Vielleicht sollte in diesem Zusammenhang einmal das Motiv der diversen
Kriegserklärungen gegen das Deutsche Reich neu betrachtet werden.
Der wesentliche Schritt zur nationalen Gesundung war die Schaffung der Vollbeschäftigung. Es ist eine Geschichtslüge zu behaupten, die Nationalsozialisten hätten die Vollbeschäftigung erstrangig durch Ankurbelung der Rüstungsindustrie erreicht. Diese Behauptungen entpuppen sich als Seifenblase, wie allein schon ein einfacher Blick auf die Statistik belegt. Die Ausgaben für die Wehrmacht und die Rüstung betrugen:
1933/34: 1,9 Milliarden RM = 4% des Volkseinkommens
1934/35: 1,9 Milliarden RM = 4% des Volkseinkommens
1935/36: 4,0 Milliarden RM = 7% des Volkseinkommens
1936/37: 5,8 Milliarden RM = 9% des Volkseinkommens
1937/38: 8,2 Milliarden RM = 11% des Volkseinkommens
1938/39: 18,4 Milliarden RM = 22% des Volkseinkommens[iv]
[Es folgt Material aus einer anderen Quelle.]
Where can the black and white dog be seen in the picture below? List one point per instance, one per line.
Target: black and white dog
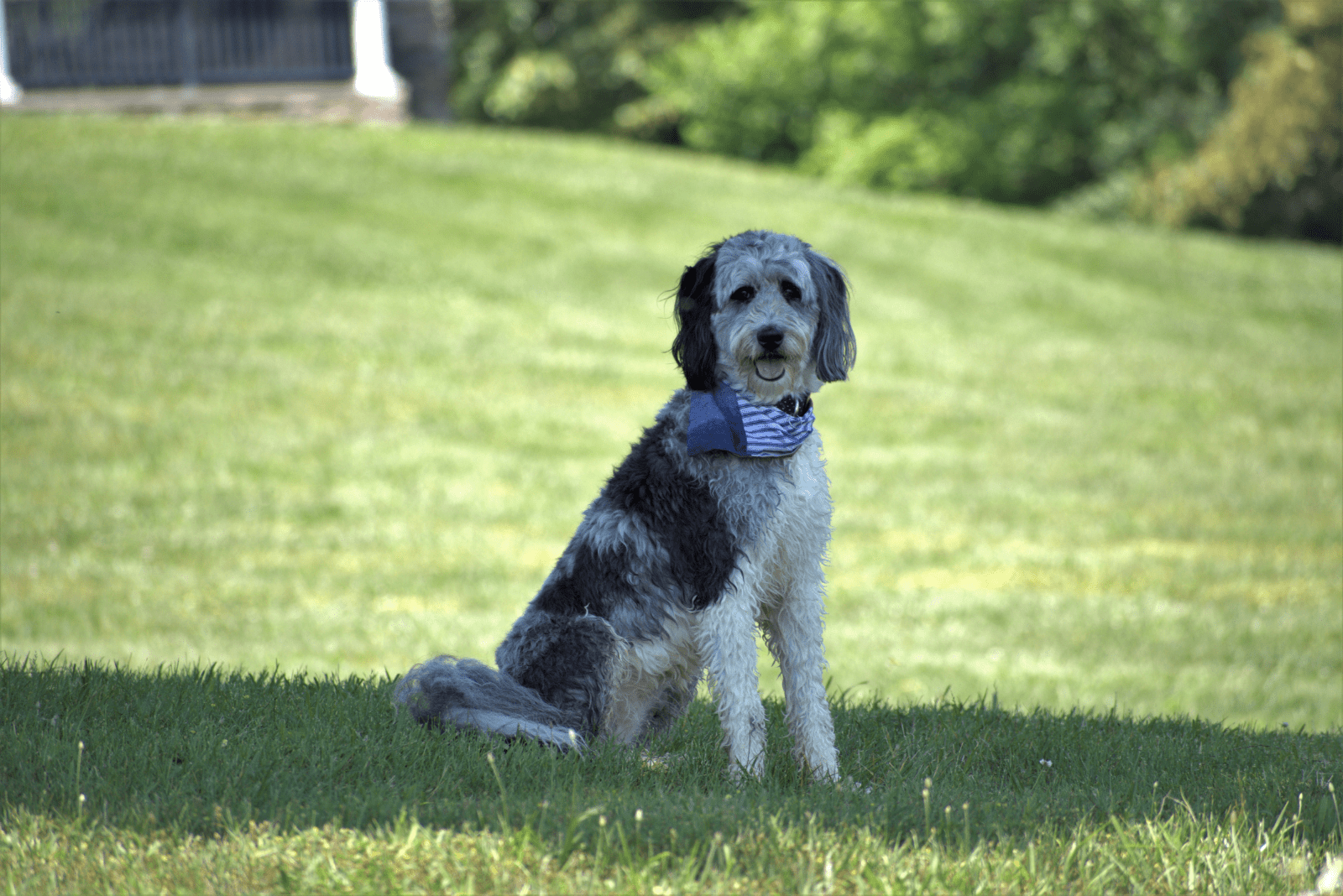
(716, 524)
Angesichts des verheerenden Erbes der Weimarer Republik, war die Schaffung der Vollbeschäftigung ein unlösbar anmutendes Problem. In Angriff genommen – und gelöst! – wurde es unter anderem durch massive staatliche Bauvorhaben und öffentliche Bauarbeiten: Deiche zur Flutkontrolle, Reparaturarbeiten an öffentlichen und privaten Gebäuden, die Pflege denkmalgeschützter Kulturgüter, das Erbauen von Brücken, Kanälen, Hafenanlagen, Straßen und – als Weltneuheit – von Autobahnen. Millionen von bis dahin arbeitslosen Menschen wurden auf diese Weise wieder in den aktiven Arbeitsprozeß integriert. Hierbei ging ein Prozeß Hand in Hand mit dem nächsten. Diese Entwicklung läßt sich gerade am Bau der Autobahnen sehr gut verdeutlichen:
Der Bau von Straßen und Autobahnen wurde aus heimischen, also mit deutschen Werkstoffen und Materialien, in Angriff genommen. Da Gelder zur Anschaffung von Teer und Bitumen, also Erdölprodukten, die aus dem Ausland eingeführt und mit Devisen bezahlt hätten werden müssen, nicht vorhanden waren, machte man aus der Not eine Tugend: unter der Leitung von Dr.-Ing. Fritz Todt und Dr. Julius Dorpmüller wurde die Betonplatten-Bauweise erfunden. Die Fahrbahndecke bestand aus aneinanderliegenden Betonplatten, die an Ort und Stelle auf verfestigtem Boden gegossen wurden. Alle hierzu notwendigen Werkstoffe standen in Deutschland zur Verfügung. Um die Straßen und Autobahnen auch nutzen zu können, bedurfte es freilich entsprechender Fahrzeuge. Diese waren nicht vorhanden, bzw. waren für die Masse des Volkes unerschwinglich. Die Preise für einen gewöhnlichen Personenkraftwagen lagen etwa zwischen 1.500 und 2.000 Reichsmark. Diese Kosten galt es zu reduzieren! Es sollte daher nach den Vorstellungen des Reichskanzlers ein neues und modernes Auto für das Volk geschaffen werden. 1934 konstruierte Ferdinand Porsche dieses neue Auto, den sogenannten Volkswagen, übrigens eine Bezeichnung, die von Adolf Hitler persönlich geprägt worden war. Das Endprodukt, der »Käfer«, kostete 995 Reichsmark. Autos brauchen Reifen, die bekanntlich aus Gummi bestehen, also Erdölprodukte sind. Aus den bekannten Gründen mußte auch in der Autoreifenherstellung auf vorhandene heimische Werkstoffe zurückgegriffen werden. Diese fand man in der Kohle, die in den Werken in Merseburg durch entsprechende chemische Behandlung zu künstlichem Kautschuk verwandelt wurde. Selbst der Kraftstoff, das Benzin, ein Destillationsprodukt aus Erdöl, konnte mittels Kohleverflüssigung weitgehend selbst hergestellt werden.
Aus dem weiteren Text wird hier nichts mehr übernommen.